Part of me wanted to change that bio. Make it reflect the person I will be and not the one I used to be, even as I wondered how I might write about myself differently this time next year and how very fervently I want different words and phrases in that bio, “is an author and artist,” “is an intuitive and Spiritual Psychologist,” “lives in Kauai…”
It’s such a small thing, this little blurb of words that describe who I supposedly am, and yet I find that the current blurb doesn’t really fit. I still am all of those things, and yet I am not those things at all, and I have spent the last year preparing for this major transition as I have dangled in an undefined space of self: not the person I used to be, not the person I am going to be.
Transitioning between a deconstructed nebula of identity.
Last year at this time, I have a vivid memory of driving to work the day after Memorial Day. I felt stuck and inept. Ready to leave Alaska. Trapped in a ship of a private practice whose helm I wasn’t sure I wanted to be behind anymore. Caged, something inside of me really trying to free herself, me trying to help that part out, yet realizing she would never be free if life remained the same.
52 weeks I whispered to myself on that day. This time next year, the day after Memorial Day, you will no longer be in this office. So assured and devoted I was to this idea that I even wrote an essay called Fifty-Two in Lamentations of the Sea where I talked about my commitment to future change.
And now it is 52 weeks later. Turns out my 52 weeks at that office will be 56. It’s close enough, because that vow to change and that base recognition that something felt like it was dying inside of me, and would die if I didn’t free it, was what I needed to find the courage to manifest this change.

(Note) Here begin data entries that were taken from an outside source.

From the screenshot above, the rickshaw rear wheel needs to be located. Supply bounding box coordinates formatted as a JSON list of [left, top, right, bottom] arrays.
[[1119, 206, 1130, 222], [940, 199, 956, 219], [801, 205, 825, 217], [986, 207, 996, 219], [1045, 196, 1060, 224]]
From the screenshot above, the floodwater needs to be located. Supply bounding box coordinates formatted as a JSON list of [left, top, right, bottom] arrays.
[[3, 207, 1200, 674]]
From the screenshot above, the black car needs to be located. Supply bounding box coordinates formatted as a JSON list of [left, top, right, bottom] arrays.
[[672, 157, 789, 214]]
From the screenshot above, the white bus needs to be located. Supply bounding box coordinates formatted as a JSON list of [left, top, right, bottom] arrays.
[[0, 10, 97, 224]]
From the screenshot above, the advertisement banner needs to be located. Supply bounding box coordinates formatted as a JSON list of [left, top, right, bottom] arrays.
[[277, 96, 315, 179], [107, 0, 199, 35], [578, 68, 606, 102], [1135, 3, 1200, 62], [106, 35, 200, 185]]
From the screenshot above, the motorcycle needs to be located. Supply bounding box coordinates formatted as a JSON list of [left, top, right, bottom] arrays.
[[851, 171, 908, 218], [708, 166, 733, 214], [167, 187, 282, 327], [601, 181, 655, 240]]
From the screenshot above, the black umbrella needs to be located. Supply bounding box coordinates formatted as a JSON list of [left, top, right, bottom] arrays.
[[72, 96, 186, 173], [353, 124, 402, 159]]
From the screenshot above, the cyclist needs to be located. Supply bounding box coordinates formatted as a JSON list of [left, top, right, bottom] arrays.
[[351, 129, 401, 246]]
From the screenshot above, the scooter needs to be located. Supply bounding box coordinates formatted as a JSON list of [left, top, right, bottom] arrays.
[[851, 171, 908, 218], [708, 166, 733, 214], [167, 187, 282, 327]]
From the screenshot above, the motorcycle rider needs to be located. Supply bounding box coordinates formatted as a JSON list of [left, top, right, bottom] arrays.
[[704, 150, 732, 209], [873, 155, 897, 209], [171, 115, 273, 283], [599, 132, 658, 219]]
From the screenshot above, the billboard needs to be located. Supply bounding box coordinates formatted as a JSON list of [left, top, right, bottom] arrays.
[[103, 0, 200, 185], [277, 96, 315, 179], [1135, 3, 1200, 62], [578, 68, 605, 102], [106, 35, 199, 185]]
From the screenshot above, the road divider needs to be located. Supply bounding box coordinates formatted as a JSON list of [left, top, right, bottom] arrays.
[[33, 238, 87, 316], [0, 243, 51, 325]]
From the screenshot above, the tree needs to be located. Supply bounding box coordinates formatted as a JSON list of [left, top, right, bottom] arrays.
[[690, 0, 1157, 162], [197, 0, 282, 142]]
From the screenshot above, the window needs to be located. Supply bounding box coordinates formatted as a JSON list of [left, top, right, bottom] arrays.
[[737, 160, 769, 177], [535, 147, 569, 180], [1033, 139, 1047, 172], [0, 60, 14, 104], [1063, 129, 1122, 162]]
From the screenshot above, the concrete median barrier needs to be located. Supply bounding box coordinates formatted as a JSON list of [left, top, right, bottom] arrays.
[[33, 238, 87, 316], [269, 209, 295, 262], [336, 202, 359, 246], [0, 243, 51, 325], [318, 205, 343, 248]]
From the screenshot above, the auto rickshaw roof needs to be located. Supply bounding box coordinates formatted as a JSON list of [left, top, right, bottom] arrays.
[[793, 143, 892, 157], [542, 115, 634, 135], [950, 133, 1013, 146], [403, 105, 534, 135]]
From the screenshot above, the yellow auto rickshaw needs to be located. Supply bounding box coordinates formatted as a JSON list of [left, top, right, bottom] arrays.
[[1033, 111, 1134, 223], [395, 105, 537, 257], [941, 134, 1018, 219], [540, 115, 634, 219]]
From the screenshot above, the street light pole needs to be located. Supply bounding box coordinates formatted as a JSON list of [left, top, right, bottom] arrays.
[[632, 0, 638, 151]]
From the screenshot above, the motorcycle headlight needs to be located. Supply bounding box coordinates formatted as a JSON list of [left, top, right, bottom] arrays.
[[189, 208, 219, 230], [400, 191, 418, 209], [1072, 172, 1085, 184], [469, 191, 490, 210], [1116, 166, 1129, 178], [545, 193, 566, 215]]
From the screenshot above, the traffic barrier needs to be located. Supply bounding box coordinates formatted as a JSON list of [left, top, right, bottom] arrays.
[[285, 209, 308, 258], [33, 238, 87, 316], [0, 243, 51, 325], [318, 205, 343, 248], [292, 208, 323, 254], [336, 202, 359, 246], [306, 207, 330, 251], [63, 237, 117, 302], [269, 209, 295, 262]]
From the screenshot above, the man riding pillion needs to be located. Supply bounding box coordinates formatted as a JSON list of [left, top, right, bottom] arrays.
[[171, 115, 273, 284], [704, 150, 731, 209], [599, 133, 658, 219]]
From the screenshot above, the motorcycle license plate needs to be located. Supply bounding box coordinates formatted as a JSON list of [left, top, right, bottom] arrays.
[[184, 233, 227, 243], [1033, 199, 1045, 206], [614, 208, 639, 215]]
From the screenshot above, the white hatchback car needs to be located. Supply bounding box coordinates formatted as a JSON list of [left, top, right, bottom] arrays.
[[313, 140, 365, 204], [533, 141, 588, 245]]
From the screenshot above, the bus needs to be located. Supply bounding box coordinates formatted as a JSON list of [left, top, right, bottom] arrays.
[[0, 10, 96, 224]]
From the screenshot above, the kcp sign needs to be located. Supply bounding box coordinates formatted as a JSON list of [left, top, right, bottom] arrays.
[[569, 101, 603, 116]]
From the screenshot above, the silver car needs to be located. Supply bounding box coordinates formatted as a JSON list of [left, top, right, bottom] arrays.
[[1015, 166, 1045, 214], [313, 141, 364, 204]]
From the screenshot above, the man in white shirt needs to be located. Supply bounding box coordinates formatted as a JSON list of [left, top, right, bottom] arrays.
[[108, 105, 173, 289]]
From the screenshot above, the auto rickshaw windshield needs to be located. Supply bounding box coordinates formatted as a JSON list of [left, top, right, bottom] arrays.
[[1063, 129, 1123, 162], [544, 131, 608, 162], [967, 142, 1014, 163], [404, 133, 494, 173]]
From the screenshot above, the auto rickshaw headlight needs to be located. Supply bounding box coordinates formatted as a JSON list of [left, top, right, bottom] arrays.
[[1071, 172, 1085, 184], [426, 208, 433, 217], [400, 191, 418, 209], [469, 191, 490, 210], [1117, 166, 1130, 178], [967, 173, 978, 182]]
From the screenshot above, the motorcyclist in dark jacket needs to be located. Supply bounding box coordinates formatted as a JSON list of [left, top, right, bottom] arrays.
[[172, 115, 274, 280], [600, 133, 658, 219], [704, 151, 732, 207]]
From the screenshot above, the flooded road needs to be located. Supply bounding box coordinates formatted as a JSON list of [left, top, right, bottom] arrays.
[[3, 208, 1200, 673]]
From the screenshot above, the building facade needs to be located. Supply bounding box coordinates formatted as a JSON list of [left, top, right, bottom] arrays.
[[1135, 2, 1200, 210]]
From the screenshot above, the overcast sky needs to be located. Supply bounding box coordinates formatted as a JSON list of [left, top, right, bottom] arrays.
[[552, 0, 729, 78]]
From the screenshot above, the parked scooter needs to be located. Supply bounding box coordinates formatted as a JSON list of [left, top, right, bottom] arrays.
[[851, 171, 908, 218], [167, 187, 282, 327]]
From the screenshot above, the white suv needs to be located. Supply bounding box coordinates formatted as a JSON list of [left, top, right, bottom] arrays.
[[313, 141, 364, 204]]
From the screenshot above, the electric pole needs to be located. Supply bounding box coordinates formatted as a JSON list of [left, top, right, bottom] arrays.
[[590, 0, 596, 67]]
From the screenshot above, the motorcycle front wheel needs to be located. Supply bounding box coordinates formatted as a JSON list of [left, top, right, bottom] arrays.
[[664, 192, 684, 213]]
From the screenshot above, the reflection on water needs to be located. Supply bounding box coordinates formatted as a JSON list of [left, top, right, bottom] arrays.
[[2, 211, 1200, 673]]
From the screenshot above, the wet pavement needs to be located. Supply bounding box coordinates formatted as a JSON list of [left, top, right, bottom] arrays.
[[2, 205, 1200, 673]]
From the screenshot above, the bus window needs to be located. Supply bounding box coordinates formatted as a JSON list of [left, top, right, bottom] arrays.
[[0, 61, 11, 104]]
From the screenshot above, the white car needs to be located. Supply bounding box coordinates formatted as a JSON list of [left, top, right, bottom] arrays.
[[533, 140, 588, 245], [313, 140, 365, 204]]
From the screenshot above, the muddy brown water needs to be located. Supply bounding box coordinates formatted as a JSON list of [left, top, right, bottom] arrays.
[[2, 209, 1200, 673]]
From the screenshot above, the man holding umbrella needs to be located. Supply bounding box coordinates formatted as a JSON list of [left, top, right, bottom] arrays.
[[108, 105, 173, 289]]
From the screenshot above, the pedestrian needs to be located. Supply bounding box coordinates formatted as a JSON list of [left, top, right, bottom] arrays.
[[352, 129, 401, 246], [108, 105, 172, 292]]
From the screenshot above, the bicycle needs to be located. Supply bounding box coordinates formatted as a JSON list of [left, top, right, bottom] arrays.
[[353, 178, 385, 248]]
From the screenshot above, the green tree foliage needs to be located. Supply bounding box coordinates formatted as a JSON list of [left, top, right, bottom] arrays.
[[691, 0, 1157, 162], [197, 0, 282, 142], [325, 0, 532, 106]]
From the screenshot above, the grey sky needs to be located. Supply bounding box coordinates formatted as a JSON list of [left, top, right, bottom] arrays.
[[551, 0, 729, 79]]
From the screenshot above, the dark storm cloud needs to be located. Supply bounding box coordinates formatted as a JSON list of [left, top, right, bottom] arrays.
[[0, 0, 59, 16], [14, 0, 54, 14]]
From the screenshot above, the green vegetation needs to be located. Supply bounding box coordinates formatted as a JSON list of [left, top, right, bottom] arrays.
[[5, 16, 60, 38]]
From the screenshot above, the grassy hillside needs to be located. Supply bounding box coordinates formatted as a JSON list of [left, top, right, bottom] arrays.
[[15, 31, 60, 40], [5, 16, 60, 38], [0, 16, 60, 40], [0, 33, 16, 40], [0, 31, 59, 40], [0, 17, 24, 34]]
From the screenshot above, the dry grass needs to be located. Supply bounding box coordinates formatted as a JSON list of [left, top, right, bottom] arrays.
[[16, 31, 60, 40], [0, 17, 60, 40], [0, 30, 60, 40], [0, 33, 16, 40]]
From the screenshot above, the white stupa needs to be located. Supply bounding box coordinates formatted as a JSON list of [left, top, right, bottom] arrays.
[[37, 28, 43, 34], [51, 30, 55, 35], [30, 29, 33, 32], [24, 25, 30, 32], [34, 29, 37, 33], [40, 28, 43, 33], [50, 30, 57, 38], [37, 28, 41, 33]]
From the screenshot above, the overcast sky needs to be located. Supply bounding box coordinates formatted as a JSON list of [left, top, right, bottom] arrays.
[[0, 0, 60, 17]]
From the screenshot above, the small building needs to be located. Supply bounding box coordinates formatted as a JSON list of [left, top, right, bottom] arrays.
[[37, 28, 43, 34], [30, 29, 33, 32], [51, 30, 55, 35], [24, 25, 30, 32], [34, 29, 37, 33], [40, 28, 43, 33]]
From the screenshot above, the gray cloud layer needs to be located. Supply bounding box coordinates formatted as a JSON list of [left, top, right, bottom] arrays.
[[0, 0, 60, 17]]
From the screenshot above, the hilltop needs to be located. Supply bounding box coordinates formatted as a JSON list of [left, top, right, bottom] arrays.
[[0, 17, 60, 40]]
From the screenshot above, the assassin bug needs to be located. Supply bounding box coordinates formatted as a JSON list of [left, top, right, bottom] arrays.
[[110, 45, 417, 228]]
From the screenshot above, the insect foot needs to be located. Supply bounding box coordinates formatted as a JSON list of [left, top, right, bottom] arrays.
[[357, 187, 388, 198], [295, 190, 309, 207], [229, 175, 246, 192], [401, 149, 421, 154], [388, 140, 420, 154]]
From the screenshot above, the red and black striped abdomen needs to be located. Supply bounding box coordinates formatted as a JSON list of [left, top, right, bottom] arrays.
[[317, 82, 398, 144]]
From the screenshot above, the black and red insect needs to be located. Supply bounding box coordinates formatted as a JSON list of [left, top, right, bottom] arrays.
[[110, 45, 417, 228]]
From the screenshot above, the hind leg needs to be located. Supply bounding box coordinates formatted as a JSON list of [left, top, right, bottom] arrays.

It can be hard to break your own mold. We get stuck in shapes that no longer suit, but we’ve held them so long we don’t know how to break out of our own version of self. It is taking closing practice and moving across the ocean in order to break mine. I’ve been trying to pop myself out for awhile, but have found that despite my best intentions, I fall back into the cookie cutter shapes I have imposed upon myself and others have come to expect of me.
But molds were meant to be broken after time. They are only useful to hold us in stasis and space so long as we find their shapes useful and in congruence with the shape we feel called to be in this world.
My shape changed; my mold didn’t. So I’m making a new one.
Heliotrope Nights will be out in a few weeks, I am very proud of the work, and it will be the last one that was 100% written on Alaskan soil. So I decided to let my bio stand the way it is, to honor the all of me. To honor who I was. To honor the woman who worked so hard to get life to this particular point in time.
She deserves a hug and recognition for all she has been holding inside of her. And for her determination, resolution, and revolution this last 52 weeks.
You’re almost there, I keep whispering to her. And then I promise you, oh my dear I promise you, there will be many new stories to tell.